In under-65 households (A) adjusted for age and age squared, sex, regional characteristics, and comorbidities; (B) adjusted for age and age squared, sex, regional characteristics, comorbidities, household-level work and school exposures, and foreign background.

https://doi.org/10.1371/journal.pmed.1004038.g007

Sensitivity analyses

In case severity models, defining the outcome as any inpatient care instead of a care episode of at least 3 days increased the number of severe cases by about 10%, but had little impact on the results (S2 Table).

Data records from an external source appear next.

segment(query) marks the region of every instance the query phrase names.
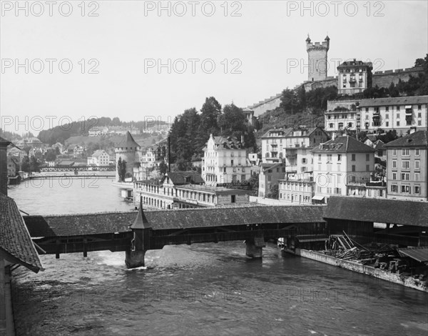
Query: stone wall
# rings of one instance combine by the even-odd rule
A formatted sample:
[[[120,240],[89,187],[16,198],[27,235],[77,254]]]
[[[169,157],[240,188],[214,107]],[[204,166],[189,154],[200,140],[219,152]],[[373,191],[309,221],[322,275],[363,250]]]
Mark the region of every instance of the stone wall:
[[[403,81],[407,81],[411,75],[417,76],[419,74],[422,74],[422,72],[423,69],[422,67],[376,71],[372,75],[372,87],[374,87],[377,85],[379,87],[387,88],[392,82],[397,84],[399,79]]]

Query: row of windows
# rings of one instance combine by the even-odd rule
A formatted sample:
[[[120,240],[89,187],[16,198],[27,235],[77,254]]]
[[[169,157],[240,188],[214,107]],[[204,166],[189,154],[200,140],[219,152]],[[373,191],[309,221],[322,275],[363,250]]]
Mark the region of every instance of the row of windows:
[[[397,169],[397,160],[392,160],[392,169]],[[402,169],[410,169],[410,160],[402,160]],[[414,169],[420,169],[420,160],[414,160]]]
[[[399,187],[397,184],[391,184],[391,192],[398,192]],[[412,187],[408,184],[402,184],[401,192],[405,194],[412,194]],[[419,194],[421,193],[421,187],[415,185],[413,187],[413,194]]]
[[[422,109],[423,106],[424,106],[424,105],[418,104],[417,109]],[[369,107],[366,107],[365,108],[366,112],[369,112],[369,109],[370,109]],[[373,107],[373,110],[374,110],[374,111],[379,111],[379,107]],[[393,106],[391,107],[391,110],[394,111],[394,107]],[[389,106],[388,107],[385,107],[385,111],[389,111]],[[399,111],[399,106],[397,107],[397,111]]]
[[[413,150],[414,150],[414,156],[419,157],[419,152],[420,152],[419,148],[415,148],[414,149],[409,149],[409,148],[402,148],[402,155],[404,157],[409,157],[411,153],[410,151],[413,151]],[[397,157],[397,149],[392,149],[392,155],[394,155],[394,157]]]
[[[420,174],[414,173],[414,181],[420,181]],[[402,181],[410,181],[410,173],[401,173]],[[397,173],[392,173],[392,179],[397,179]]]

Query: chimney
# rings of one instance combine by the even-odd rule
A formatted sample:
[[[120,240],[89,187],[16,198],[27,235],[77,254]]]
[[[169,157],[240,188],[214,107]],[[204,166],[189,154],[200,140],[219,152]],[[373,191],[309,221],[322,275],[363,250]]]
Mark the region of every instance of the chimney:
[[[0,193],[7,196],[7,147],[9,141],[0,137]]]

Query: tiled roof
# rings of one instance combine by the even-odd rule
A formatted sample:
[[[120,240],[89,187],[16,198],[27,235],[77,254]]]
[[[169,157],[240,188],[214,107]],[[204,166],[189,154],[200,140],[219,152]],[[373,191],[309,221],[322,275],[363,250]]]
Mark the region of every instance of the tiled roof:
[[[362,99],[360,107],[428,104],[428,96],[397,97]]]
[[[325,206],[237,207],[145,211],[153,229],[263,223],[322,222]],[[31,237],[78,236],[131,231],[136,212],[24,216]]]
[[[126,132],[126,137],[116,145],[116,148],[118,147],[139,147],[140,145],[136,142],[136,141],[129,133],[129,131]]]
[[[0,137],[0,144],[7,146],[9,144],[11,144],[10,141],[6,140],[6,139],[3,139],[1,137]]]
[[[36,273],[43,270],[16,203],[3,194],[0,194],[0,249],[11,256],[13,262]]]
[[[352,137],[344,135],[320,144],[312,152],[313,153],[370,153],[374,152],[374,149]]]
[[[324,218],[428,227],[428,202],[332,196]]]
[[[167,176],[170,178],[174,185],[189,184],[201,184],[205,183],[205,181],[200,176],[200,174],[199,174],[198,172],[170,172],[165,174],[165,177]],[[163,179],[165,179],[165,177]]]
[[[385,144],[386,147],[413,147],[428,146],[428,131],[417,131]]]

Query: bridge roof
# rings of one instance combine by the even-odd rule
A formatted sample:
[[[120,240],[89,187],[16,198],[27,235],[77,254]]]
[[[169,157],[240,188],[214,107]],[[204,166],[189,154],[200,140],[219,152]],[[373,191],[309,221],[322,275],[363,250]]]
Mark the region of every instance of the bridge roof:
[[[22,216],[13,199],[0,193],[0,255],[37,273],[43,270]]]
[[[428,202],[332,196],[324,218],[428,227]]]
[[[181,209],[145,211],[154,230],[215,227],[263,223],[322,222],[325,207],[273,206]],[[137,212],[101,212],[54,216],[24,216],[33,237],[81,236],[126,232]]]

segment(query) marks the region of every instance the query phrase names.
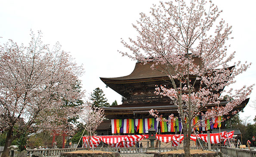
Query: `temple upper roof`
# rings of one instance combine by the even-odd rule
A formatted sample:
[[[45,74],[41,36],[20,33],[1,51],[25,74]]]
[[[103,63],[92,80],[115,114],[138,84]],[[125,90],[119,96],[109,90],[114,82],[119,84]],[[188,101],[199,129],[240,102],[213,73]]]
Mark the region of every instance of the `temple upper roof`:
[[[194,63],[196,65],[200,64],[200,59],[198,57],[194,57]],[[137,62],[133,71],[130,75],[118,77],[104,78],[100,77],[101,80],[105,83],[107,80],[109,81],[125,81],[131,80],[146,79],[156,77],[167,77],[166,74],[157,70],[152,70],[150,66],[153,64],[153,62],[148,62],[144,65],[141,62]],[[165,68],[164,65],[155,65],[155,67],[158,69],[164,69]],[[173,72],[173,74],[174,74]]]

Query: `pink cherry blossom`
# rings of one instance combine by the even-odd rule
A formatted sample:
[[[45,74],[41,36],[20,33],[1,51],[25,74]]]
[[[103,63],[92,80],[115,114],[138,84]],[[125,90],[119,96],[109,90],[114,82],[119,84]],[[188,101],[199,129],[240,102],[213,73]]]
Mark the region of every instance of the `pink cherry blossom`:
[[[229,46],[225,43],[230,38],[232,27],[218,19],[222,11],[210,1],[185,1],[160,2],[159,6],[153,6],[150,15],[141,13],[137,24],[133,25],[138,34],[137,39],[121,42],[131,53],[119,52],[149,64],[153,70],[169,77],[172,86],[162,85],[156,88],[155,93],[170,98],[173,105],[177,105],[183,128],[185,156],[189,156],[189,137],[200,122],[192,125],[194,118],[232,114],[250,94],[253,85],[225,91],[224,87],[234,83],[235,77],[251,64],[231,63],[235,52],[227,53]],[[223,93],[232,99],[218,107]],[[207,107],[210,104],[216,105]],[[206,108],[206,112],[202,111]],[[154,111],[150,113],[161,120]]]

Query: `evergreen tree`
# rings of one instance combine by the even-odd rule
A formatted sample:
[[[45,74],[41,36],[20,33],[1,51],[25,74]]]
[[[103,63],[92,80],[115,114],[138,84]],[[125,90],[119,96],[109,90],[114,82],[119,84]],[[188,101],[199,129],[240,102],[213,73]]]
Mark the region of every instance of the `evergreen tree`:
[[[232,118],[228,119],[225,123],[227,129],[235,128],[238,126],[241,126],[242,122],[239,118],[239,114],[237,114]]]
[[[111,106],[117,106],[117,100],[115,100],[115,101],[112,102]]]
[[[93,106],[101,107],[104,106],[108,107],[109,104],[108,103],[108,99],[105,98],[105,94],[103,91],[98,87],[93,90],[93,93],[91,94],[91,100],[93,100]]]

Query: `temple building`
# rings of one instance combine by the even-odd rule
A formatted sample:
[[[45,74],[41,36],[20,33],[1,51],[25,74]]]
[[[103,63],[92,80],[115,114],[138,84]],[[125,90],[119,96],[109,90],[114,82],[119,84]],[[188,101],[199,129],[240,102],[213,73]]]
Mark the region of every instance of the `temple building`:
[[[194,62],[196,64],[197,62],[199,63],[199,59],[195,58]],[[191,79],[193,80],[194,78],[191,76]],[[151,124],[159,134],[178,133],[181,131],[179,118],[176,122],[168,124],[166,122],[157,121],[149,113],[149,111],[153,109],[157,110],[160,114],[162,114],[167,118],[171,114],[173,114],[175,116],[179,116],[177,106],[170,102],[169,98],[156,95],[154,92],[156,85],[171,87],[170,79],[165,74],[152,70],[150,65],[137,62],[134,70],[129,75],[115,78],[101,77],[100,79],[107,87],[122,96],[122,104],[103,108],[105,117],[109,120],[102,123],[104,126],[107,126],[105,127],[105,131],[102,131],[102,124],[100,125],[98,128],[100,129],[100,130],[97,130],[98,135],[145,134],[147,133],[147,129],[149,129]],[[196,90],[197,88],[199,88],[200,81],[197,83],[198,85],[197,86],[196,83],[195,86]],[[249,98],[246,99],[234,110],[242,110],[249,99]],[[225,105],[227,102],[222,101],[219,105]],[[209,105],[207,107],[216,105]],[[201,119],[202,117],[200,117],[198,116],[197,118]],[[209,123],[209,126],[198,127],[197,129],[203,132],[219,127],[225,129],[225,125],[223,125],[225,122],[222,123],[222,125],[216,125],[215,121],[214,119],[211,121],[206,121],[206,124]],[[111,134],[110,134],[110,132]]]

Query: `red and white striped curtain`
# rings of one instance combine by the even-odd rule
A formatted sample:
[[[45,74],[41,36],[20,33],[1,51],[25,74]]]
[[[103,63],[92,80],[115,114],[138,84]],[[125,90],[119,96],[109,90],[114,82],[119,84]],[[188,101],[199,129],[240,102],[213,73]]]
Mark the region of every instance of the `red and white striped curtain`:
[[[92,147],[93,144],[94,148],[96,147],[102,141],[113,148],[128,148],[133,146],[136,142],[140,141],[145,138],[148,138],[148,135],[93,136],[93,143],[90,140],[90,147]],[[83,145],[84,146],[83,147],[86,147],[88,137],[83,137],[83,141],[86,143]]]
[[[234,136],[234,131],[227,132],[223,132],[220,133],[210,134],[211,143],[217,144],[224,140],[224,144],[228,139],[231,139]],[[106,143],[113,148],[128,148],[134,145],[136,142],[139,142],[144,138],[148,139],[148,135],[121,135],[110,136],[92,136],[90,139],[90,147],[93,146],[97,147],[101,142]],[[156,135],[156,138],[159,141],[168,143],[172,142],[173,146],[177,146],[182,143],[184,140],[183,135]],[[208,142],[207,134],[191,134],[191,140],[196,141],[197,139],[201,139],[203,141]],[[88,136],[83,137],[83,147],[86,147],[88,143]]]

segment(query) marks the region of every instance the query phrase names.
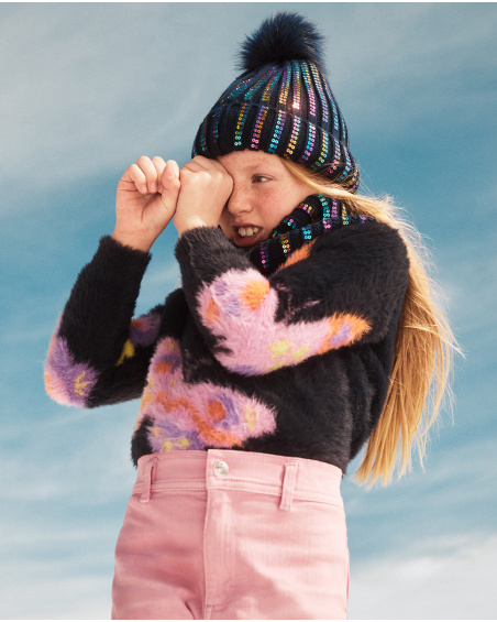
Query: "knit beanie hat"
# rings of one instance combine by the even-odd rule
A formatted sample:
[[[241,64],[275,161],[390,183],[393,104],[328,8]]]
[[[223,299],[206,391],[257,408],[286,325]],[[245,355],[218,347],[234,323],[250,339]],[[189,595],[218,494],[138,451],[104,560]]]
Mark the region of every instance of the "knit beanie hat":
[[[192,155],[276,153],[355,192],[358,170],[325,77],[321,41],[297,13],[264,21],[243,43],[243,73],[203,119]]]

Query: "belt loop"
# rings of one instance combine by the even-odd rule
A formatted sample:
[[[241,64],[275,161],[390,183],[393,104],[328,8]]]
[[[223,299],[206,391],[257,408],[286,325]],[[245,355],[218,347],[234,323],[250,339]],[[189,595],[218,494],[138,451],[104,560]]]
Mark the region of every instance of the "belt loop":
[[[145,472],[143,473],[143,490],[142,496],[140,498],[141,503],[148,503],[152,496],[152,481],[154,477],[154,468],[157,463],[157,458],[151,458],[145,466]]]
[[[291,501],[294,500],[295,482],[297,480],[297,470],[299,466],[297,462],[287,462],[285,465],[285,474],[283,478],[281,501],[279,509],[285,512],[291,510]]]

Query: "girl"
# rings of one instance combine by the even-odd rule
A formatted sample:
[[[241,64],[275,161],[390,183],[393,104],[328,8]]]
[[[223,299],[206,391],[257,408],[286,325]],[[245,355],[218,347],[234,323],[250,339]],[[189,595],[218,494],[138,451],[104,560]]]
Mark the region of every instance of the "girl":
[[[58,402],[142,396],[113,618],[345,618],[342,474],[367,441],[358,479],[388,481],[399,439],[404,472],[433,377],[439,406],[452,336],[408,229],[355,194],[320,40],[264,22],[192,160],[128,168],[52,340]],[[132,319],[173,218],[183,287]]]

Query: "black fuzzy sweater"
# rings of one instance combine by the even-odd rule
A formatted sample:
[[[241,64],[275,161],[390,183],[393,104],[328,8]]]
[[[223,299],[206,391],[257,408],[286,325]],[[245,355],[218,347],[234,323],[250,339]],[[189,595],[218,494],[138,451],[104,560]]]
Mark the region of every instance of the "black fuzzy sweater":
[[[397,231],[350,225],[264,276],[214,228],[176,247],[183,288],[132,319],[150,255],[102,238],[45,364],[49,395],[93,407],[142,396],[137,459],[232,448],[345,471],[382,412],[409,263]]]

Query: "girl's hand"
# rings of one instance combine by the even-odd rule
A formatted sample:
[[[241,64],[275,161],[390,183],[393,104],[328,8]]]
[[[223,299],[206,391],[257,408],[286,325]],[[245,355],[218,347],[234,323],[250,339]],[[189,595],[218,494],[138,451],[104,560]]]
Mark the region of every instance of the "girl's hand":
[[[218,227],[233,192],[233,179],[217,161],[196,155],[179,172],[181,189],[175,214],[179,236],[195,227]]]
[[[173,218],[179,195],[179,167],[174,160],[139,157],[118,184],[112,238],[148,252]]]

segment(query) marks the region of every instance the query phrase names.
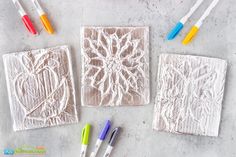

Results from the models where the outcome was defined to include only primary COVID-19 diagnoses were also highly similar to our main analyses including both primary and secondary diagnoses (S3 Table).

Results from severity models conducted among the full population instead of those infected reflect income differences in both incidence and case severity (S4 Table), and the estimates lied in between the corresponding estimates from our main results on incidence and case severity.

Discussion

We used total population data covering over 4 million individuals nested within households to assess the associations of household income with COVID-19 incidence and severity, and to quantify the clustering of COVID-19 in working-age households. In line with prior evidence, we found that individuals living in low-income households had higher risk of both COVID-19 incidence and severity—however, this was largely driven by the foreign background of household members. In fact, a separate analysis revealed a strong income gradient among individuals with foreign background only, and no income association at all among those with native background. The odds of severe illness among the infected were likewise highest among those with lowest income, but this association was also strongly driven by other risk factors: comorbidities, personal occupational status, and foreign background. Both incidence and severity were strongly clustered in households: Around 77% of the variation in incidence and 20% of the variation in severity were attributable to differences between households.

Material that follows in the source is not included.